Nicola Vincent-Abnett

Nicola Vincent-Abnett
"Savant" for Solaris, Wild's End, Further Associates of Sherlock Holms, more Wild's End

Friday 20 April 2012

A Note on Character

The husband was once asked what he did when he wanted to write a character who was cleverer than he was. He did not bat an eyelid. He simply answered, “I ask my wife.”
I was impressed and touched by his reply, and I’m fearless in relating this little anecdote, because I think it makes both of us look good, but, there was intent behind the question.
I never wonder how it is possible to write one character or another. It never crosses my mind that I need to write convincing men, or gay characters, or kids or old people. On the other hand, I’ve often been unconvinced by characters in stories. So, what’s the problem?
The simple answer is that I don’t know. The simple answer is that, for me at least, a story is invariably about the characters, and, that being the case, I’m unlikely to build a character that I don’t believe in, and, if I believe in the people I’m writing, there’s a good chance that the reader will too.
I don’t think I’ve ever written a character as a cipher.
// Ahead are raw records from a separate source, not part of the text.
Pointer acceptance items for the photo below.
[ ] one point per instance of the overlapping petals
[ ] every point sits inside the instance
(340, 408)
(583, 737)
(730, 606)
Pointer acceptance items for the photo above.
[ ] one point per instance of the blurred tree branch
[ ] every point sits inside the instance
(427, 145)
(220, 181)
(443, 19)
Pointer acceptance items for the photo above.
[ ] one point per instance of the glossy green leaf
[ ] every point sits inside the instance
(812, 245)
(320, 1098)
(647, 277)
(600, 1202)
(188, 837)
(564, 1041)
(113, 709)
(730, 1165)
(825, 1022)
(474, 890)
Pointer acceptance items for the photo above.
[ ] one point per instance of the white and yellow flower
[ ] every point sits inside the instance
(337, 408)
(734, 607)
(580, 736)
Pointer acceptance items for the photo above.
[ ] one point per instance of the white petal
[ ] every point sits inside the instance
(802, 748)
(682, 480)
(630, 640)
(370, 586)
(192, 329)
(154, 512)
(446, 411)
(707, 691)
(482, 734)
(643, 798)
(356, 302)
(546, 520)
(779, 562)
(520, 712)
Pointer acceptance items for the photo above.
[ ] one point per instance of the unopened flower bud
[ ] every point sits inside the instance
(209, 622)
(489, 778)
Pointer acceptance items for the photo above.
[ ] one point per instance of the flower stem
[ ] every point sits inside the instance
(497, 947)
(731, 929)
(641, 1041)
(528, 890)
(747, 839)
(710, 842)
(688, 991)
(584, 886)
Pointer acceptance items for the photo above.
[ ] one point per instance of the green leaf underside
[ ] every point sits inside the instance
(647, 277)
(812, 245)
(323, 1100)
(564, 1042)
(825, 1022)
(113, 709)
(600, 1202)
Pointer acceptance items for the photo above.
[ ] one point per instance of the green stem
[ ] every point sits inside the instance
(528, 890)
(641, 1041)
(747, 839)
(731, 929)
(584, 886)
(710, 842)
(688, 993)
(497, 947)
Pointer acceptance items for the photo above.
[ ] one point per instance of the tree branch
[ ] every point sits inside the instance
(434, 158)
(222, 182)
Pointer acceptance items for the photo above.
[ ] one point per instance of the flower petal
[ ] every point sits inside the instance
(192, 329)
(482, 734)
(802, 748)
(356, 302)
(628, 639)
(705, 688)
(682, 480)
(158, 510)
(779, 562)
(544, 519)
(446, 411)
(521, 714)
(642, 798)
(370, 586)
I just feel that would be weird. I don’t think I’d insert a female character into a story to balance the numbers of men, either. What would be the point? Not only would I not have an incidental character based on race/creed/political persuasion/handicap for the sake of being politically correct, which might be the worst reason of all, I wouldn’t choose to have an incidental character, full stop. Why would I make life and writing more difficult for myself than it needs to be, and, as a consequence, less rewarding for the reader? Why would I muddy the waters?
I think there are ways of doing the thing. If the character simply isn’t present in the text, he or she can’t be found out as a stereotype. Readers who like a story are unlikely to say, “Oh, but you never write about seventy year old men”, or “Why have you never put an accountant in one of your stories?” They’ll fall in love with the characters that are there, not wonder about what is missing, unless, of course, something really is missing.
Hands up anyone who knows who did it in every episode of “Midsommer Murder” because it’s the most famous actor on-screen. Hands up anyone who knows who did it in every episode of almost any American cop-show, because it’s always the random relative, who has no apparent reason for being in the thing in the first place?
See what I mean?

1 comment:

  1. hah. Loved reading this, Nicola. I was just thinking about character yesterday - imagining certain questions people might ask once (!) my novel is published: what makes me think I can write a character who is not only a different sex, and race, but with a different sexual orientation and of my writing mentors said this about appropriation of voice: if you do it, do it well. I don't know that I have done it well, but I do know that I did not 'plan' to write this character in the sense of wanting to make a statement...I just fell in love with him as he stepped onto the page, and carried on from there.